Considered a plant to cure asthma, phthisic (lung disease), croup and a sore throat, it was also used to discourage the presence of gnats. The Crows made use of it in religious ceremonies. It was also useful for tobacco withdrawal as a herbal remedy to quit smoking.

Medical Uses of Lobelia

Lobelia, particularly Lobelia inflata, has been used traditionally for various medicinal purposes, though its safety and efficacy remain a topic of debate. Today, Lobelia is used to treat asthma, allergies, whooping cough, congestion and bronchitis.

Some of its purported medical uses include:

Respiratory conditions: Lobelia has been historically used to alleviate respiratory issues such as asthma, allergies, congestion, whooping cough, bronchitis, and coughs. It is believed to act as a bronchodilator, helping to open up the airways and improve breathing.

Smoking cessation aid: Due to its potential bronchodilator effects, lobelia has been suggested as a natural remedy to help individuals quit smoking by reducing nicotine cravings and withdrawal symptoms. However, more research is needed to confirm its effectiveness in this regard.

Muscle relaxation: Lobelia has been used topically as a poultice or liniment to relieve muscle tension, cramps, and spasms. Some traditional herbalists also recommend it for conditions like arthritis and rheumatism.

Sedative properties: In some herbal traditions, lobelia has been used as a mild sedative or nervine to promote relaxation and reduce anxiety.

Lobelia Dosage

Lobelia is considered to be a toxic herb because of its lobeline content. It is important to begin with lower dosages and increase the dosage over a period of time. It is also imperative that you never surpass a dosage of 20 mg per day. If you consume a dosage higher than 500 mg, it could be fatal. 

How to Take Lobelia

Lobelia can be taken in a few different forms. It can be given as a vinegar tincture or a regular tincture, as a fluid extract, or as a dried herb for teas or in capsules. It is preferred that the dried herb be mixed in eight ounces of water with other herbs, but this is not necessarily the best way of consuming it due to its pungent taste.

Latin Name

Lobelia inflata

Common Names

Lobelia, pukeweek, Indian Tobacco, gagroot, asthma weed, vomitwort, rapuntium inflatum, bladderpod

Properties of Lobelia

Expectorant, emetic, anti-asthmatic, stimulant antispasmodic, diaphoretic, diuretic, nervine.

Lobelia is Indicated for:

Bronchitis, whooping cough, congestion, asthma, tobacco withdrawal, allergies, colds, soothing inflamed conditions, pain reliever in elevated amounts, sedative.

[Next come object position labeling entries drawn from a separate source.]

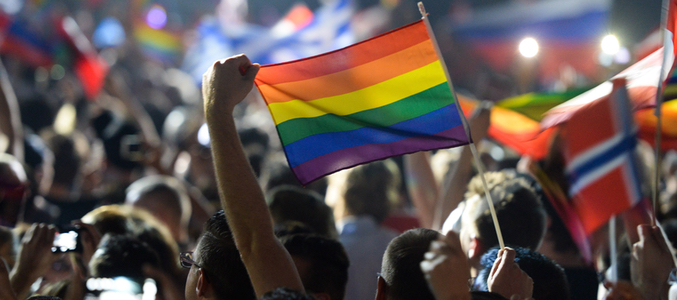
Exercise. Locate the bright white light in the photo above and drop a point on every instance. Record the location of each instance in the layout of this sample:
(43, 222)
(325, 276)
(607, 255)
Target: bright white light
(203, 135)
(528, 47)
(610, 45)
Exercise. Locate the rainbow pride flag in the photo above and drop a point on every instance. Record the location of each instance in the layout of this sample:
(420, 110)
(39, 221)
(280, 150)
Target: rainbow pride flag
(379, 98)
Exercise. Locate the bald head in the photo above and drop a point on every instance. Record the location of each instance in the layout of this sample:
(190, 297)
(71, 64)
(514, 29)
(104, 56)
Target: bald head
(165, 198)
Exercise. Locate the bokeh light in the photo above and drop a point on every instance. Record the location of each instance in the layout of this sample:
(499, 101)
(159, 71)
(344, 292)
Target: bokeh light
(528, 47)
(610, 45)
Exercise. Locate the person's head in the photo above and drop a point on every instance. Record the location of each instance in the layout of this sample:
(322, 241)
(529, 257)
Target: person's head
(520, 214)
(125, 220)
(550, 282)
(289, 203)
(321, 262)
(372, 189)
(218, 272)
(166, 199)
(286, 294)
(69, 155)
(401, 276)
(122, 255)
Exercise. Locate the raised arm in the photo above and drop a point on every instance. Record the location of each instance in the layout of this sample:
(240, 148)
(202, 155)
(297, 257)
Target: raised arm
(10, 117)
(268, 263)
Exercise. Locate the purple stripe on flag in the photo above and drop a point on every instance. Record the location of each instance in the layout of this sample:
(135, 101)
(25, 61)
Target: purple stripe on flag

Always take care when taking herbs and Read Our Disclaimer.

Lobelia Herb Notes / Side Effects

It’s important to note that while lobelia has a long history of traditional use, scientific evidence supporting its efficacy and safety is limited.

This herb is toxic at low doses and in some countries the sale of Lobelia is limited. In the past, Lobeline was used in anti-smoking products as a deterrent for those with a smoking addiction. However, the sale of smoking products that contained lobeline was prohibited by the Food and Drug Administration in 1993 because it was not helpful to those who were addicted to smoking.

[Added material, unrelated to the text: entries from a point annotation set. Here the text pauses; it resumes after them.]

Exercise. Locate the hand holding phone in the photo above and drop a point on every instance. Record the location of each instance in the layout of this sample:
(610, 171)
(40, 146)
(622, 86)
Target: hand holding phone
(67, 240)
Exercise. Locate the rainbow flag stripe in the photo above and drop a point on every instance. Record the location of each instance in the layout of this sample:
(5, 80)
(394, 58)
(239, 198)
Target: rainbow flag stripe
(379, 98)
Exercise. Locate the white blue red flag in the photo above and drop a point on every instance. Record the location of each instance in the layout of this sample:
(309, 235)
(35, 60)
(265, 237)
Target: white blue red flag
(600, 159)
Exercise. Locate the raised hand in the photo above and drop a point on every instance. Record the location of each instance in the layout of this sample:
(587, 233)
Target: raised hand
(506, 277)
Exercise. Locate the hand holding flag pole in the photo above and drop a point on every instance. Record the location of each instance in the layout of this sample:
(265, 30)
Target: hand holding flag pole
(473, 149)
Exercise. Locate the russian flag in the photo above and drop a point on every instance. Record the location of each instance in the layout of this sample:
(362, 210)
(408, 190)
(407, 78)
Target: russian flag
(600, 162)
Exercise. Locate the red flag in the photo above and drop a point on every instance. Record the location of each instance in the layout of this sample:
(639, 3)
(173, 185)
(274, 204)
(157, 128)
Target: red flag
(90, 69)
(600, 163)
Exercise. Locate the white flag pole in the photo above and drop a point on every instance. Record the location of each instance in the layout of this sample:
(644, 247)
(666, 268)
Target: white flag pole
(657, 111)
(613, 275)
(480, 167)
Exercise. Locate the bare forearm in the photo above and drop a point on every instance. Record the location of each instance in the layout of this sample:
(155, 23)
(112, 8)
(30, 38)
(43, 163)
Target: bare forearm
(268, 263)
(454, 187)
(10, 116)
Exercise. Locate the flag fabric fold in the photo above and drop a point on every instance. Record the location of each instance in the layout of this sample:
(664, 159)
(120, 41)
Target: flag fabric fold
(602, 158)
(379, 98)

Lobelia also contains various alkaloids other than lobeline which include lobelacrin, a bitter glycoside, lobelianin, a pungent oil and resin, acid, fats and gum. It also has 14 pyridine alkaloids. Therefore it is always best to consult your health care physician for proper dosage and use.

Lobelia contains alkaloids that can be toxic in large doses, leading to adverse effects side affects including; nausea, vomiting, convulsions, hypothermia, dizziness, dry mouth, respiratory depression or paralysis, coma and even death. Weakness, difficulty breathing, heartburn, collapsing or a weak pulse are signs of poisoning.

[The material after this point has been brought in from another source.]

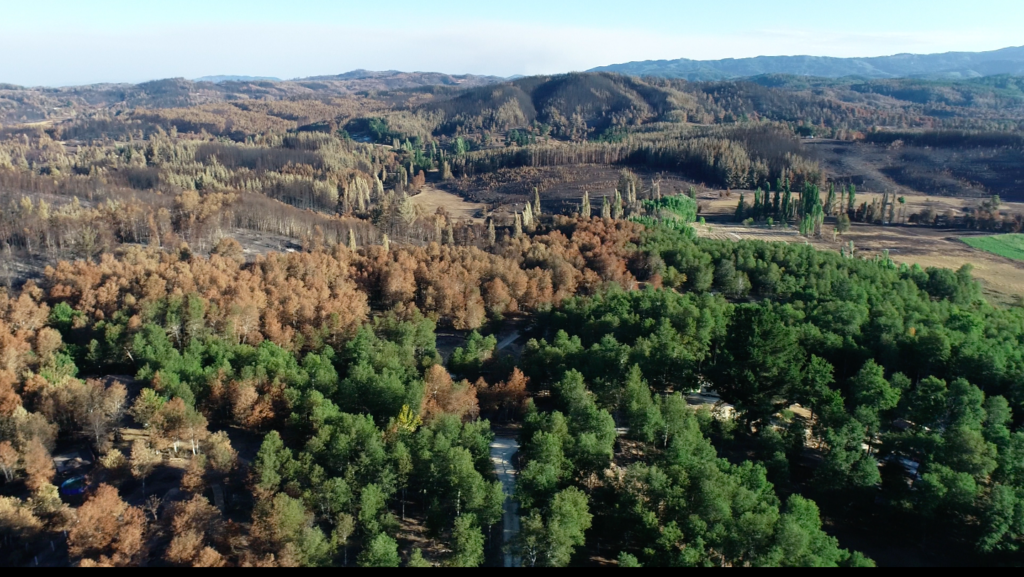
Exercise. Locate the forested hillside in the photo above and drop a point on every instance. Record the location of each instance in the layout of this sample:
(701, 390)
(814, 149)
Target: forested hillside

If you have been diagnosed with heart disease, tobacco sensitivity, seizure disorder, paralysis, shortness of breath, high blood pressure, or are recovering from shock, you should not take this herb. It is also not recommended for women that are pregnant or breastfeeding.

Due to these risks, lobelia should be used cautiously and under the guidance of a qualified healthcare professional.